Inquiry Regarding Umap and Bismap

19 views
Skip to first unread message

許靖

unread,
Jun 12, 2024, 1:25:58 AM6/12/24
to Ubismap
Dear Author,

I hope this message finds you well.

I have several questions regarding Umap and Bismap and would appreciate your assistance:

    When checking kmers, did you use hg38 with soft-masking (lower case) or hard-masking (N, analysis_set)?
    Did you utilize any decoy, alt, or patch contigs?

You have provided k250 and k150 results to T2T, but hg38 results only go up to k100. Would you be willing to provide additional k-mer to cover common sequencer read lengths, specifically:

    300
    250
    150
    100
    75
    50
    36
    24

Please notify me once these updates are available in the UCSC Table Browser or https://bismap.hoffmanlab.org/.

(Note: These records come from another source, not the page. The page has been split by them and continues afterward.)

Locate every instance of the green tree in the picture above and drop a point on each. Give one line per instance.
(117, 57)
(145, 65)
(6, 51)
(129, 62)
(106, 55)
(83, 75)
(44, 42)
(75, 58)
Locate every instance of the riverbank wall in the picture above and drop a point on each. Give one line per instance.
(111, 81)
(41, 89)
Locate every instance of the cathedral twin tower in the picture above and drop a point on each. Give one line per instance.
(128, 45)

Thank you for your assistance.

Best regards,

Ching Hsu

Eric Roberts

unread,
Jun 13, 2024, 11:38:08 AM6/13/24
to Ubismap
Hi,

I'm not the original author of the software, but I'm doing my best to maintain it currently.
As far as I know only hard-masking 'N' was used when checking k-mers.
I don't believe any decoy alt or patch contigs were considered.

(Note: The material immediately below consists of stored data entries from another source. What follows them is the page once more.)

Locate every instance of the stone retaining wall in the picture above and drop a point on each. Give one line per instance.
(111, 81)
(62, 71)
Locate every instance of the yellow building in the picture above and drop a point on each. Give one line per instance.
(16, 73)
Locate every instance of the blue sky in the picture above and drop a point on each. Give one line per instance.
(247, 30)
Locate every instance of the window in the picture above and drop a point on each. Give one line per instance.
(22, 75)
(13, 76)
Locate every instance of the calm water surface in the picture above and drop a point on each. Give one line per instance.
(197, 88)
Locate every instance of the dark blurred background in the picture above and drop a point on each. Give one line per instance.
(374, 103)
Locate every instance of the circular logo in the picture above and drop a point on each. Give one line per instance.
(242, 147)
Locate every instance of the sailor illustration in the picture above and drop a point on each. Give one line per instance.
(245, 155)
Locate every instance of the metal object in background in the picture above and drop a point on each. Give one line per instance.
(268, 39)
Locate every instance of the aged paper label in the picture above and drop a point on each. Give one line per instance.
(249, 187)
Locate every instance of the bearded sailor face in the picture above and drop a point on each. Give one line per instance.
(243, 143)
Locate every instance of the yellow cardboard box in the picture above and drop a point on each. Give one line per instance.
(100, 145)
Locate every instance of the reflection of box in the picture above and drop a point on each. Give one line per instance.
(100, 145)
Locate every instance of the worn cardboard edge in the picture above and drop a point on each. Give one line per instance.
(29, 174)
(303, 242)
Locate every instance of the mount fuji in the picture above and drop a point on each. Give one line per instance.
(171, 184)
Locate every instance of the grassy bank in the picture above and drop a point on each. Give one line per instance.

Work is being carried out to hopefully support a much wider range of kmer lengths for both T2T and hg38. When there's been a big update we will sure to update on here as well.

Hope that helps!

Eric

許靖

unread,
Jun 13, 2024, 10:28:56 PM6/13/24
to Ubismap
I found the following links on the forum:
https://bismap.hoffmanlab.org/raw/uint/hg38all/umap/bedFiles/k150.GRCh38.Umap.bed.gz
https://bismap.hoffmanlab.org/raw/uint/hg38all/umap/bedFiles/k200.GRCh38.Umap.bed.gz
https://bismap.hoffmanlab.org/raw/uint/hg38all/umap/bedFiles/k250.GRCh38.Umap.bed.gz

Since https://bismap.hoffmanlab.org/raw/uint/hg38all/umap/bedFiles/ is inaccessible, it may give the impression that it is not available.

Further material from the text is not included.